A Marseille, des Tunisiens comme des marins perdus

Après Lampedusa et Nice, ils ont échoué à la Porte d'Aix. Rencontre

Sa mère lui avait dit" la France, c'est beau, il y aura quelque chose pour toi, une bonne vie". Et à 30 ans, Ahmed y croyait, aux lendemains qui chantent au "pays de Jeanne d'Arc et du Général DeGaulle". Mais ce matin, après une énième mauvaise nuit sous un pont du quartier Saint-Charles, à Marseille, il sent que "l'espoir s'en va". Là-bas, au pays, "jamais" Ahmed n'avait été contraint de dormir dehors, "comme un clochard".
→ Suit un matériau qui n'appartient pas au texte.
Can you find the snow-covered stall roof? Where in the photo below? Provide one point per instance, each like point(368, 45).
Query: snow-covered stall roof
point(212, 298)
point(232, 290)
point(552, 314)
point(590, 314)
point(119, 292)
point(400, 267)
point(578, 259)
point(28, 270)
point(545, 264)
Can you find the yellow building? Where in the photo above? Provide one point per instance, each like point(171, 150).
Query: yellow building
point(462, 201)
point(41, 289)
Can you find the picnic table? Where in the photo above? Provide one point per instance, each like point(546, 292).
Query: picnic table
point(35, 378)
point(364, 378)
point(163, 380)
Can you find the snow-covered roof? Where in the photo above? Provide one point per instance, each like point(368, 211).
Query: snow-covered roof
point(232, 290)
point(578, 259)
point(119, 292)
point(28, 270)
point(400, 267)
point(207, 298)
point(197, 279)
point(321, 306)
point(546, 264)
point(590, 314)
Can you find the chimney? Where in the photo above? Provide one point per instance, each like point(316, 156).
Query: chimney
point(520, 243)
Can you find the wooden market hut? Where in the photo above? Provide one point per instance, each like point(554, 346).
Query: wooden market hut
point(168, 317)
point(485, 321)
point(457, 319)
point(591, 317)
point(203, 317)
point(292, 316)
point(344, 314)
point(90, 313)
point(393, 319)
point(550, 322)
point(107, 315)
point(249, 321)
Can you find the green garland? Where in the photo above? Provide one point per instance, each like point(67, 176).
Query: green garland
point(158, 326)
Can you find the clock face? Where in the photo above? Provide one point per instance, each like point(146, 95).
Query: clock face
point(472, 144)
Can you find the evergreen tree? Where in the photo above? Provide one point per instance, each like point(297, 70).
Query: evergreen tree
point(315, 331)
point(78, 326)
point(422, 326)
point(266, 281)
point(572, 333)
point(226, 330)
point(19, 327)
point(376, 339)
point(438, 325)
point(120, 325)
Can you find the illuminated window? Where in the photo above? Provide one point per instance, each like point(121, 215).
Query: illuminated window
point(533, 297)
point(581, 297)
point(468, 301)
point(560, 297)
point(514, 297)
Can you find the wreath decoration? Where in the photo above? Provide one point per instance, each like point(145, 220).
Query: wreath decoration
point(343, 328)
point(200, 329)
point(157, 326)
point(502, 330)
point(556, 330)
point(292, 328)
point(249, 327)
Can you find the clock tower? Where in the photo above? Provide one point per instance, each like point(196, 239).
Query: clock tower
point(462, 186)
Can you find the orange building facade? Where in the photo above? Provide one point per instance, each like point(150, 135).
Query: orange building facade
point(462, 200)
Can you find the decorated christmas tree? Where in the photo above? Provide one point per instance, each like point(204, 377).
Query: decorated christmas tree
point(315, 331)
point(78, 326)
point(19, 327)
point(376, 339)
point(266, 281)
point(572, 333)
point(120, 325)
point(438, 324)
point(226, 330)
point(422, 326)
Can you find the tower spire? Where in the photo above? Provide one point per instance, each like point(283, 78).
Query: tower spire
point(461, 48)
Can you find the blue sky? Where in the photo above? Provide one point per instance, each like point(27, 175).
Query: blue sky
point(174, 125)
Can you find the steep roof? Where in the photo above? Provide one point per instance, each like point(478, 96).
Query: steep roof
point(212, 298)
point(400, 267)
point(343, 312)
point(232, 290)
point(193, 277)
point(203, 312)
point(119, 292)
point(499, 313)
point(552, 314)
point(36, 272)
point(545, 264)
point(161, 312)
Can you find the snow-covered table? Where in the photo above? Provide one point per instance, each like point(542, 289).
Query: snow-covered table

Ils sont des dizaines -plus de 100, estiment les associations qui les soutiennent- à partager son infortune à la Porte d'Aix. Célibataires, jeunes, ces Tunisiens ont "tous participé aux événements", rapporte Houidi Monji, de l'association Dignité pour les Tunisiens, née à Marseille en pleine révolution. Ils fuient le chômage, un pays désorganisé. "Ils arrivent sans argent, sans adresse, totalement perdus. L'Europe est un mirage: ici aussi, il y a de la misère."

Solidarité du quartier

Livrés à eux-mêmes, les migrants n'ont été repérés par des associations comme la Ligue des Droits de l'Homme que ces derniers jours. "C'est une honte pour la France de ne pas accueillir ces gens dans la dignité", s'offusque Philippe Dieudonné. Une solidarité de voisinage s'est installée: un cafetier qui laisse utiliser ses toilettes, un hammam qui permet de se laver, un snack qui offre à manger… "Vive l'Algérie!" crient les Tunisiens pour remercier leurs bienfaiteurs. Une fois, William, un journaliste anglais, a offert à manger à tout le monde.